Firstly, if you are a fan of the Marvel Cinematic Universe (which I am), there’s a few things to enjoy in this. It’s in The Ultimates we’re introduced to a Samuel L-lookalike Nick Fury. Fury even mentions if a film would be made of them, he would be played by Samuel L. Jackson, sowing the seeds for what would become an absolutely excellent portrayal by the legend himself.
This is definitely an early 2000s view of The Avengers. In this attempt to ‘update’/modernise them a little, it’s also sort of dated them, not just in regards to many of the celebrity namedrops throughout, but even in their personalities and storylines, they feel very much ‘of their time’. However, you can still the influences these particular versions of the characters had on the films, in various ways.
The Ultimates, in film terms, is basically the first Avengers film, in that it’s focused on Nick Fury recruiting the heroes and getting them together as a team. We get Cap’s backstory, discover Tony enjoys the publicity side, find out Thor is currently in the Netherlands, and is basically an eco-activist. The setup is good, we get some fun moments, and we also get to witness the absolute shitshow with many of the other characters, specifically the scientists.
Here’s the thing that comes through really strongly in this – to be that smart, you also have to be kind of messed up. These characters aren’t just flawed – these are powerful, intelligent heroes who can’t seem to tell what ‘right option’ even means. When they make mistakes, the mistakes are huge.
With the bulk of the team recruited, it’s clear interest from the public will only last so long, especially when they can’t work together as a team and there’s no big threats for them to face. So Bruce Banner, a much more mild, timid, and messed up version of the character we know from the films, decides he will give them an enemy to fight against: The Hulk.
The Hulk also comes with creepy stalker vibes, thanks to Bruce’s strained relationship with Betty, and his rampage through the city has strong King Kong echoes. There are a few different uncomfortable moments, for a number of characters, and about the only characters to come out a little favourably are Cap, Thor, and Tony.
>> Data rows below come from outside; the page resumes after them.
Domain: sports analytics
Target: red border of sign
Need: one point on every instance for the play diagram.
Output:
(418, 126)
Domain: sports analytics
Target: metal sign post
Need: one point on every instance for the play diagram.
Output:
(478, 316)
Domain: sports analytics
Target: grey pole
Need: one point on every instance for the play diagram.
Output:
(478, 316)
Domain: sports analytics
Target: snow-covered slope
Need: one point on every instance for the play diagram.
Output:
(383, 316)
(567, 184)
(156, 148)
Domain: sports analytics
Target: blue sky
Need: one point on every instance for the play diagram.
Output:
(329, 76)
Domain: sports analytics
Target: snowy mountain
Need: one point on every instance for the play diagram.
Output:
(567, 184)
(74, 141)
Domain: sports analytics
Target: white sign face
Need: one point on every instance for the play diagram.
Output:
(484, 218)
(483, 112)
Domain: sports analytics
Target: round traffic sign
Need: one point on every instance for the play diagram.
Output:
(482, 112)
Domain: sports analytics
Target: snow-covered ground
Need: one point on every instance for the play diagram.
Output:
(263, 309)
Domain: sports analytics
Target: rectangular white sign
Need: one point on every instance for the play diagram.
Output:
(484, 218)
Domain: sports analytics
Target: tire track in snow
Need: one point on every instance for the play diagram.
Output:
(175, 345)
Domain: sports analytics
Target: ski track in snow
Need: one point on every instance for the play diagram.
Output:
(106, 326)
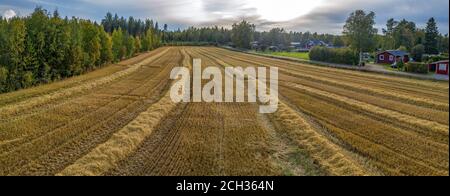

And yet, it kind of all works. In a weird way, in that early 2000s way, it’s actually a really interesting take on The Avengers, especially now we’re in Phase 5 of the MCU and we can look back on this having seen a lot of their journeys on the big screen.
I think most Marvel fans – if they haven’t read this already – would enjoy this, whether they came to these characters from the comics or the movies, and it’s definitely worth a read to see what the MCU have since used in the films, too.